Speaking to Mobile from the Nokia World conference, the manufacturer’s UK MD, Mark Loughran, says: ‘Our strategy is what it was. We said a few years ago we were going to go into services.’
To succeed in services, mobile companies need to be developer-friendly, operator-friendly and consumer-friendly. Apple is all of these, as one manufacturer source points out, but Nokia is ‘not quite there’.
The source adds: ‘Without question, Nokia’s biggest weakness is the US,’ but he admits: ‘The Facebook partnership and Booklet 3G seem to address the
Loughran says Nokia’s strategy is ‘mobility services’. He adds: ‘We are looking to bring devices together with services – the performance you can get bridges the gap between computers and mobile phones – that really is what computers have become.’
Loughran explains that a more competitive market has led Nokia to form partnerships: ‘The N97 Facebook widget has been a fantastic success, and access to the BBC iPlayer on the N96 transformed the use of that player on mobile.’
He adds: ‘The Facebook partnership is interesting because we are integrating the ability to update the device, people can geotag and open Ovi Maps – we are combining services together.’
Nokia may be confident of its return to profitability through this integration, but does the industry agree? Mawston thinks there is a chance the company could succeed in becoming profitable in the near future. He says: ‘It is making baby steps – Nokia is a big ship that takes time to turn around.’

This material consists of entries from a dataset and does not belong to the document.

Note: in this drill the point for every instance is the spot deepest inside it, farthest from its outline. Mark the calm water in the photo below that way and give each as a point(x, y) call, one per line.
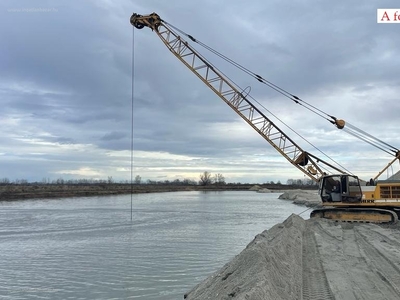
point(88, 248)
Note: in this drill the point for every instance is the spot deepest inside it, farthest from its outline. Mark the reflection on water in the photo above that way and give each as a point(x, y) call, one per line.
point(88, 248)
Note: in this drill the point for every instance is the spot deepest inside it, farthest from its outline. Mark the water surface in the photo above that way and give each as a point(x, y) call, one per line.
point(88, 248)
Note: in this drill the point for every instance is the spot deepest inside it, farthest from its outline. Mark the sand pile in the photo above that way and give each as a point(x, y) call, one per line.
point(268, 268)
point(317, 259)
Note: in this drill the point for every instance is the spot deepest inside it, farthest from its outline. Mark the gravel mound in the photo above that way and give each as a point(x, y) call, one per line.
point(268, 268)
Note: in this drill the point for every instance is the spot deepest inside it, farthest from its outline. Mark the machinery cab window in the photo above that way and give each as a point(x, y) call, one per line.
point(340, 188)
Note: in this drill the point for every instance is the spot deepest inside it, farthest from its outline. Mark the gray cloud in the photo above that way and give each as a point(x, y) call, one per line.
point(65, 87)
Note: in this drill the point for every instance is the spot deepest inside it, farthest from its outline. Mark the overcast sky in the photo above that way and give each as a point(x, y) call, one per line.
point(66, 88)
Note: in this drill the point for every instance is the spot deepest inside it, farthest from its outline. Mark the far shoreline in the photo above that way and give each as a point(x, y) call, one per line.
point(28, 191)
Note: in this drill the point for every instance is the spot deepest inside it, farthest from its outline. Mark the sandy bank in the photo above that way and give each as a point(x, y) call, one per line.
point(313, 259)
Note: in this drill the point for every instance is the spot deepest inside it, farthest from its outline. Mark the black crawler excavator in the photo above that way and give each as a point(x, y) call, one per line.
point(344, 196)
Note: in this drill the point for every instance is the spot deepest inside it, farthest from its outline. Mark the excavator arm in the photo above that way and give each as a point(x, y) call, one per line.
point(236, 98)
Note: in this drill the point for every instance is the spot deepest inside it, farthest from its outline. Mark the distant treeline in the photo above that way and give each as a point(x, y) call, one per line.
point(138, 181)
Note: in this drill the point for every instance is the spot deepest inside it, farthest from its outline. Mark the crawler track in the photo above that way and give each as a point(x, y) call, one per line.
point(360, 261)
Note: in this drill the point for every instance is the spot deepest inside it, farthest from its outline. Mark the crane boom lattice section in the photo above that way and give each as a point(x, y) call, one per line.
point(236, 98)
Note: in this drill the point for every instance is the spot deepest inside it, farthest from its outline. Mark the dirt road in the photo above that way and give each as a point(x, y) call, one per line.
point(311, 259)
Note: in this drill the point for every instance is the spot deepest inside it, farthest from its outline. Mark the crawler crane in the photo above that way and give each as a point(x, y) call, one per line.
point(344, 196)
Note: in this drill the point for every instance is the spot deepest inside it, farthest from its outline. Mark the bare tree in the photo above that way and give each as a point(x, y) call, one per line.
point(205, 178)
point(219, 179)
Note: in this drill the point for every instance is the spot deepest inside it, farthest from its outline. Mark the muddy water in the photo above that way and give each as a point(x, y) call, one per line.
point(88, 248)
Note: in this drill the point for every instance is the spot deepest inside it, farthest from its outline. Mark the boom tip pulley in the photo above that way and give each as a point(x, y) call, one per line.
point(153, 21)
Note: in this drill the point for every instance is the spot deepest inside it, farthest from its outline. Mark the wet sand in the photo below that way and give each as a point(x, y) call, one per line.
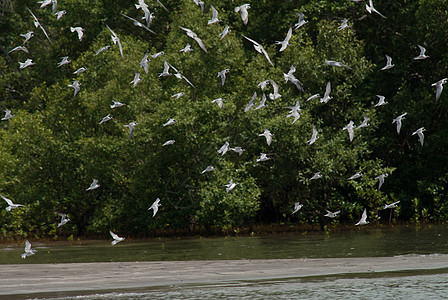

According to one operator source, Nokia is ‘quietly and incrementally filling the gaps’ it has missed, and is trying to correct mishaps in the high end that it made in the last few years.
It is already recovering under the enterprise market and fighting RIM with the Eseries and recent Microsoft partnership, which could make way for ‘cloud’ computing.
It seems that Nokia is finally making moves, behind and in front of the scenes, to bring back share and return to the dominance it once had.
Nokia World announcements
Day one (2 September)
- The Nokia Booklet 3G is launched officially. Pricing is revealed as around £504.
- N97 ‘Mini’ and Linux-based N900 are launched. The Nokia N97 Mini is priced at £429 Sim-free, and the Nokia N900 Linux-based internet tablet is £499.
- Comes With Music X6 and X3 phones launched. The X6 has a touch-screen, 32GB of memory and can play up to 35 hours of music.
- The big announcement of the day: Nokia’s So-Lo Facebook and mapping integration signals the start of things to come for the company.
- Nokia makes a green commitment by agreeing to a universal charger and removing non-recyclable components.
Day two (3 September)
- Ovi Maps is opened to external developers, so they can use the service in their applications in the same way Google Maps can be used on the iPhone or BlackBerry range.
- Nokia launches Mobile Money – its mobile banking service for emerging markets.